Dysarthrien bzw. Dysathrophonien
Aphasie

 

 

Dysarthrien bzw. Dysathrophonien

„... die Leute dachten, ich sei nicht ganz klar im Kopf, weil ich so verwaschen (undeutlich) sprach. Einer fragte mich, ob ich Alkohol getrunken hätte. Beschämt zog ich mich immer mehr zurück. Dabei bin ich ganz klar im Kopf – aber das Sprechen fällt mir schwer.“

Dysarthrien bzw. Dysathrophonien sind neurologisch bedingte Störungen, die je nach Grad und Ausprägung der Schädigung des Gehirns sehr unterschiedliche Symptome hervorrufen können.

Ursachen von Dysarthrien

  • zerebrovaskuläre Erkrankungen (z.B. Schlaganfall)
  • degenerative Erkrankungen (z.B. Morbus Parkinson)
  • Schädelhirntrauma
  • entzündliche Erkrankungen des zentralen Nervensystems (z.B. multiple Sklerose)

Das eigentliche Sprachsystem bestehend aus Sprachverständnis, Grammatik, Wortschatz, Lesen und Schreiben ist unbeeinträchtigt, lediglich der „Motor“ für das Sprechen ist gestört.
Kurz gesagt: Klarer Geist – unklares Srechen.

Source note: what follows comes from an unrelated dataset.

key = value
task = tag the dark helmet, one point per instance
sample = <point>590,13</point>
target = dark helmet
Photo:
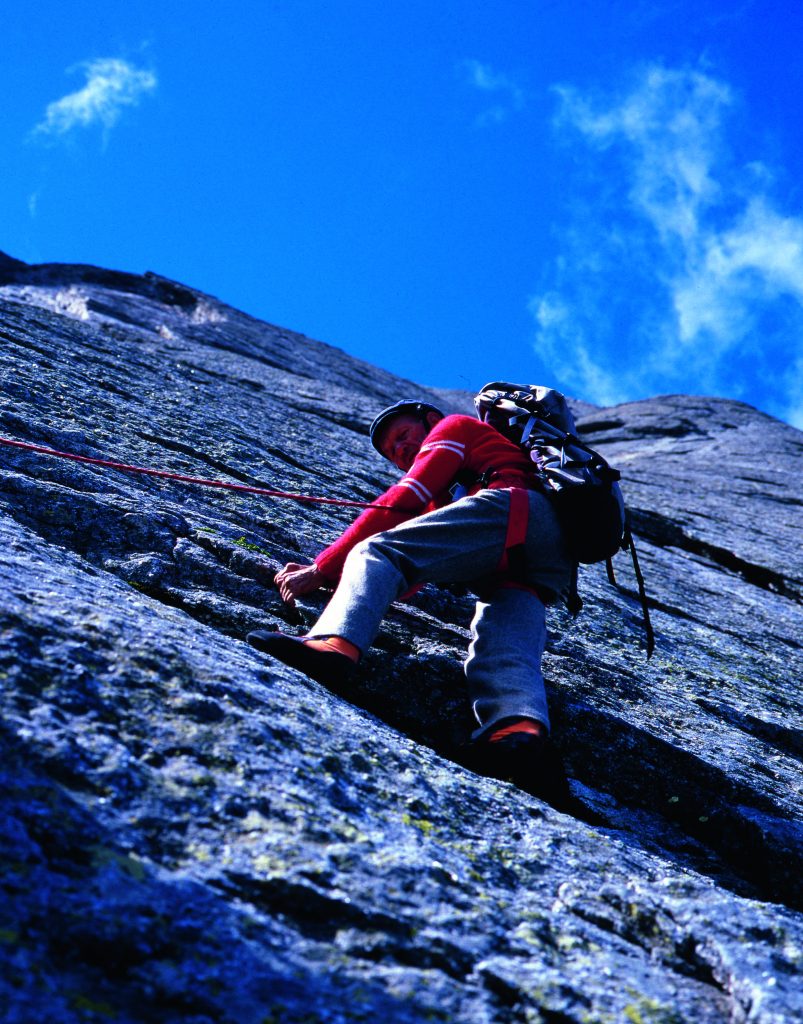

Sprechen wird durch das Zusammenspiel von drei separaten Systemen (Funktionen) möglich:

  • Atmung
  • Stimme
  • Artikulation

Bei einer Dysarthrie können folgende Veränderungen der Sprechweise beobachtet werden:

  • das Sprechen ist verwaschen und undeutlich
  • die Sprechgeschwindigkeit ist beschleunigt oder verlangsamt
  • die Stimme klingt heiser, leiser, rauh oder gepresst
  • manchmal wirkt das Sprechen monoton oder abgehackt
  • es tritt Kurzatmigkeit auf

Lebensalltag mit Dysarthrie bzw. Dysarthrophonie
Eine Dysarthrie stellt fast immer eine Kommunikationsstörung dar, die sowohl SprecherIn als auch ZuhörerIn behindert.
Aussagen werden oft nicht oder falsch verstanden, wobei es zu Missverständnissen und ungeduldigen Reaktionen kommen kann.
Teilweise wird das Sprechen gemieden, weil es anstrengend ist und Menschen mit einer Dysarthrie schneller ermüden.
Sozialer Rückzug in Beruf, Familie und Freundeskreis können oft die Folgen sein.

Logopädische Therapie
Die Ziele der Therapie können je nach Ursache, Schweregrad der Störung und individuellen Bedürfnissen der Patienten sehr unterschiedlich sein.
Oberstes Ziel ist jedoch immer der Erhalt oder die (Wieder-) Herstellung der Sprechverständlichkeit durch

  • Aktivierung der Bewegungsfähigkeit der Sprechmuskulatur
  • Koordination von Atmung und Stimme
  • Verbesserung der Stimmqualität und Artikulationsschärfe
  • Kompensation der Störung

Die logopädische Therapie erfolgt nach genauer Abklärung der Ursachen durch den Neurologen 1 – 2 mal wöchentlich, nach ärztlicher Verordnung und wird von allen Kassen bezahlt.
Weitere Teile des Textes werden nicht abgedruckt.